Here are a few excerpts to inspire you on Mother’s Day.
Mom in the Home
There she is in the kitchen, cooking a birthday dinner, making gravy with glee, upholding holiday rituals, fighting grime … And there she is on the porch, and in the yard, doing whatever she did to make a house a home that we loved to live in and would want to return to, so naturally that we probably didn’t even notice.
She bought a gravy whisk that we saw in a specialty kitchen store not so much because she needed a gravy whisk, but because its packaging claimed, “It scoffs at lumps.” She gave it a new name: lump scoffer. When she made gravy, she whisked with glee, scoffing at those lumps herself with a single “Ha!”
• What kitchen tasks does she relish?
• Does she have nicknames for any of her gadgets?
• How has your mother been persuaded by advertising?
The time I got so mad that I announced I was running away from home, she asked me to pause long enough that she could note what I was wearing, so she would know how to describe me to the police when she filed a missing persons report.
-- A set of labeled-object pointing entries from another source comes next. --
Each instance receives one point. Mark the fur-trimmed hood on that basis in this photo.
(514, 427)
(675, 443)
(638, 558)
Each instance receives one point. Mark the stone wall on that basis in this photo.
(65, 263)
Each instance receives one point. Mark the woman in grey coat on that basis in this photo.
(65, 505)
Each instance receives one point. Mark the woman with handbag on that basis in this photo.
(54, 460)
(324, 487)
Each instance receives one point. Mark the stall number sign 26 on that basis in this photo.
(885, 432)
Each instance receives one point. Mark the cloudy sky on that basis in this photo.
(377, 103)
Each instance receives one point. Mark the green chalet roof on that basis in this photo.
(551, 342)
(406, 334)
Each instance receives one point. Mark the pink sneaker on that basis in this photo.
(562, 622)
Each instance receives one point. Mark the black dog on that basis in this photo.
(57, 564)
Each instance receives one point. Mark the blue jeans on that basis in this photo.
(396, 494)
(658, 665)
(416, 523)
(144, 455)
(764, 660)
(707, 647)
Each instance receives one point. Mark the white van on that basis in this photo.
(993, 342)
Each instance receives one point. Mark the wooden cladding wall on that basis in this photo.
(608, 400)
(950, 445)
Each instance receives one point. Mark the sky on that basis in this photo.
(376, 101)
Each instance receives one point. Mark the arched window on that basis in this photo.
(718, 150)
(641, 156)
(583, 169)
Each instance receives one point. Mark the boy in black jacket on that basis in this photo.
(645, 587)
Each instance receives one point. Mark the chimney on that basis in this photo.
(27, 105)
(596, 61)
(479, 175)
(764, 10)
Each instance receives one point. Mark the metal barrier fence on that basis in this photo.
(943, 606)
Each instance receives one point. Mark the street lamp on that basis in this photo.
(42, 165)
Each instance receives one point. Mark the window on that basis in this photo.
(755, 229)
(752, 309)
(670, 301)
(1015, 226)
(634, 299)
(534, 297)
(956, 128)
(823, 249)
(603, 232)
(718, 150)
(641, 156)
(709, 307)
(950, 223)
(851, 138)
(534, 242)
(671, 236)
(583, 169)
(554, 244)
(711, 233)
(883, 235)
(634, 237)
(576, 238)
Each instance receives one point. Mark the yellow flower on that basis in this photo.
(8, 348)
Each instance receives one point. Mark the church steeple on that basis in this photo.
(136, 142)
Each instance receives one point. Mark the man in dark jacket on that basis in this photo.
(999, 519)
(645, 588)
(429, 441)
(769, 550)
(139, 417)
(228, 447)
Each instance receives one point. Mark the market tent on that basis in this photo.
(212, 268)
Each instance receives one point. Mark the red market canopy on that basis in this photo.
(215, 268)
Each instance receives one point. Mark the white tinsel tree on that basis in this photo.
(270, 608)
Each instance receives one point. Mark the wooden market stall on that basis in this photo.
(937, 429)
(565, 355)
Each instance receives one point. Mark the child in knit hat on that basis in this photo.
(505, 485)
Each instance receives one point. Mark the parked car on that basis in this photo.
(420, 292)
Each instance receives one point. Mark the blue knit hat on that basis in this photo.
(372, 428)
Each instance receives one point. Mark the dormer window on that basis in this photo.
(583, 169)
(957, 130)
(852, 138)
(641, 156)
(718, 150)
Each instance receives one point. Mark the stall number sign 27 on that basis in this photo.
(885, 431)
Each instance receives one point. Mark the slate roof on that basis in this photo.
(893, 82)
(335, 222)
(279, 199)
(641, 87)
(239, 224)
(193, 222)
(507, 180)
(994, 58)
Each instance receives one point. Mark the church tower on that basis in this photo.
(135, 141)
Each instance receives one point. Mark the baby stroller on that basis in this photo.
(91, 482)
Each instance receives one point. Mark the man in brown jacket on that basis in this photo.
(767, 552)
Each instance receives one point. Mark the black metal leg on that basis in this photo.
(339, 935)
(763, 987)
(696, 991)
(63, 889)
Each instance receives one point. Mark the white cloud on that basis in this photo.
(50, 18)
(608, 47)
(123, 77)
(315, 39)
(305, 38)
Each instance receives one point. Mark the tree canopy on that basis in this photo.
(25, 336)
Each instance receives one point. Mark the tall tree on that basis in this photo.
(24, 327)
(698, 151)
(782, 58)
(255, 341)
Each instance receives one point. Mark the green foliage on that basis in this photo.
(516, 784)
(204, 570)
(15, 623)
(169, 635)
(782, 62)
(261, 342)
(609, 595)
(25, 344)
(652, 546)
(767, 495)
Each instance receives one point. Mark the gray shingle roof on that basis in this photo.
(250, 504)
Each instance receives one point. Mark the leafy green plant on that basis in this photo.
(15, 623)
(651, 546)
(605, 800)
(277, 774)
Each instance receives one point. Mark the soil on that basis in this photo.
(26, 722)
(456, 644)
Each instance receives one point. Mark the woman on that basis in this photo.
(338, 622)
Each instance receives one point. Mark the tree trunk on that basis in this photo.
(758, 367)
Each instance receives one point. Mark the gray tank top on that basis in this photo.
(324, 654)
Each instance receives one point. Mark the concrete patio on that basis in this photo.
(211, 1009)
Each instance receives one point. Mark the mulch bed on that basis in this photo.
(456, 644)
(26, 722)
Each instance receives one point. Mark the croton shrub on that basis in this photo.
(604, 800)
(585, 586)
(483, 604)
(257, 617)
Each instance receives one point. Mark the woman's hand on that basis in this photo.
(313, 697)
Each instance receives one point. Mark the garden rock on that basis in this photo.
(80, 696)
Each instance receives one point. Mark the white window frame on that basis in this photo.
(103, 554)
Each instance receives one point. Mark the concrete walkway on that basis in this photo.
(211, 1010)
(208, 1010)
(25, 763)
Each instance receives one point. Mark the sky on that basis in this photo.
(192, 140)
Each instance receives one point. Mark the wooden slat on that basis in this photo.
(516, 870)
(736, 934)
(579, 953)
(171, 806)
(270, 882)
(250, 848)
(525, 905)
I made it three houses away before my resolve melted, but went all the way around the block just to save face.
• Did your mom ever deal with a fit by pretending to take you seriously?
• How has she made it hard to stay mad?
• Has she blessed your independence in ways that make you want to come home?
Mom in the World
She was our primary tour guide into the neighborhood, and then into the world of commerce, where she gave us our first lessons in choosing wisely from all the shiny things the world, or at least the five and dime, had to offer. Farther afield, there were family vacations. Some of our moms went into the world to work, and sometimes there, as at home, Mom fulfilled duties far outside the scope of the job description.
On summer evenings, the neighbor women who lived up and down Kennon Street would gather on Mrs. Menkemiller’s porch, and when Mom went, I got to go too, which was probably the first situation in which I learned that I could stay up late if I just quietly sat and listened long enough that the adults seemed to forget I was there.
• What neighbors did your mom visit with?
• How did she initiate you into the rituals or the company of neighborly adulthood?
• What have you picked up from simply listening?
Mom denied it, but Dad said she went sledding on a steep hill with the neighborhood kids, pregnant with me, the winter I was born, and I teased her —“I remember, it was chilly and dark and we went very fast!”—because I wanted it to be true.
• Do you remember playing winter sports with your mother?
• What is something about your mother that you know only through someone else’s storytelling?
• What do you like to tease her about?